The Slaves Who Built The White House

You can pry my pistol from me when my hands are cold and dead
And my bigotry is sacred, as the first amendment said
All infringements on our liberty are bad, it’s understood—
But the slaves who built the White House? Well, they had it pretty good.

It’s a time of growing hardship; I have come now, to expect,
When I speak, I am admonished by “politically correct”—
Unacceptably constraining how my online mob behaves
But the slaves who built the White House? Well, there’s slaves, and then there’s slaves.

I’ll protect the constitution, shouting “Liberty or Death!”
Fighting censorship on Twitter to my final dying breath
If my freedom isn’t absolute, I might as well be dead—
But the slaves who built the White House? Decent lodgings, and well fed.

Businesses and churches, corporations, all are free,
So my church can treat folks differently, who do not think like me
But the slightest imposition, and I might as well be chained…
Like the slaves who built the White House…and who never once complained.

After Michelle Obama’s speech mentioned “a house built by slaves” as part of a beautiful rhetorical arc putting the lie to the idea of some fabled perfect America of some unspecified past, the usual suspects have been performing their gymnastics, trying to reclaim the myth of the perfect Founding Fathers. Bill O’Reilly is just one of them, but yup, he uses the phrase “Slaves that worked there were well-fed and had decent lodgings provided by the government.” He needs to watch Roots again, but the thing that gets me on these usual suspects is, they so often seem to be the same ones bleating “give me liberty or give me death” when confronted with what seem to me to be constraints that are… a little bit less than actual enslavement.

I mean, sure, rant and rave about intrusions on your rights; they cannot defend themselves. But please, be consistent: don’t minimize actual slavery. The myth of divinely inspired founding fathers obscures the fact that many of them owned other people.
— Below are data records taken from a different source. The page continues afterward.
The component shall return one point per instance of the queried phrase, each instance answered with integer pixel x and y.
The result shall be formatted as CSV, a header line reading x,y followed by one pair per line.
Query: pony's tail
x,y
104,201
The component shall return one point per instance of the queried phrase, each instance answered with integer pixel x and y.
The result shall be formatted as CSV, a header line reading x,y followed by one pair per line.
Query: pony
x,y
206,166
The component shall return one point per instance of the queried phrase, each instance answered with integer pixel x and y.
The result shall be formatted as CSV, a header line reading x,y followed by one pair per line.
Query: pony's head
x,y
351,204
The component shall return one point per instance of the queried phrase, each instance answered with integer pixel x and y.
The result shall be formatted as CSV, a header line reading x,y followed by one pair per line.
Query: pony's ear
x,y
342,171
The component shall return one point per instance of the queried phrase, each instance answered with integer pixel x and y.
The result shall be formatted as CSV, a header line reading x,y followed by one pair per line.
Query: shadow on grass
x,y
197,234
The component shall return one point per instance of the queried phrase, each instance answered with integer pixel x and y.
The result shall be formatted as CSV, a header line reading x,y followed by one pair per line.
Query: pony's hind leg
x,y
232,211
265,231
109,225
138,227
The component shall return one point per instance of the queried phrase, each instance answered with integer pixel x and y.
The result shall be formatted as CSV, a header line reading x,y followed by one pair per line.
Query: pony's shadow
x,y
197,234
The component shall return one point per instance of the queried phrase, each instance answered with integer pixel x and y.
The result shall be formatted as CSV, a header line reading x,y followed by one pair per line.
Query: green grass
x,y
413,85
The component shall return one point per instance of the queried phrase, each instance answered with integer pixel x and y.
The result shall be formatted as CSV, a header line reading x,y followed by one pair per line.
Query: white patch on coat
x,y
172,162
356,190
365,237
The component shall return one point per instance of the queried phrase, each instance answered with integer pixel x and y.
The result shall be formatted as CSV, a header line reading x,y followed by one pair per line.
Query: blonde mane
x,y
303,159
Flowery talk about freedom being equal to life itself applied only to people. Not property.


  1. Pierce R. Butler says

    Well, at least some of the slaves had the satisfaction of helping to burn the “Executive Mansion”* down.

    *Theodore Roosevelt changed the official name in the early 20th century.

  2. Die Anyway says

    > “… a little bit less than actual enslavement.”

    Ahhh, the master of understatement.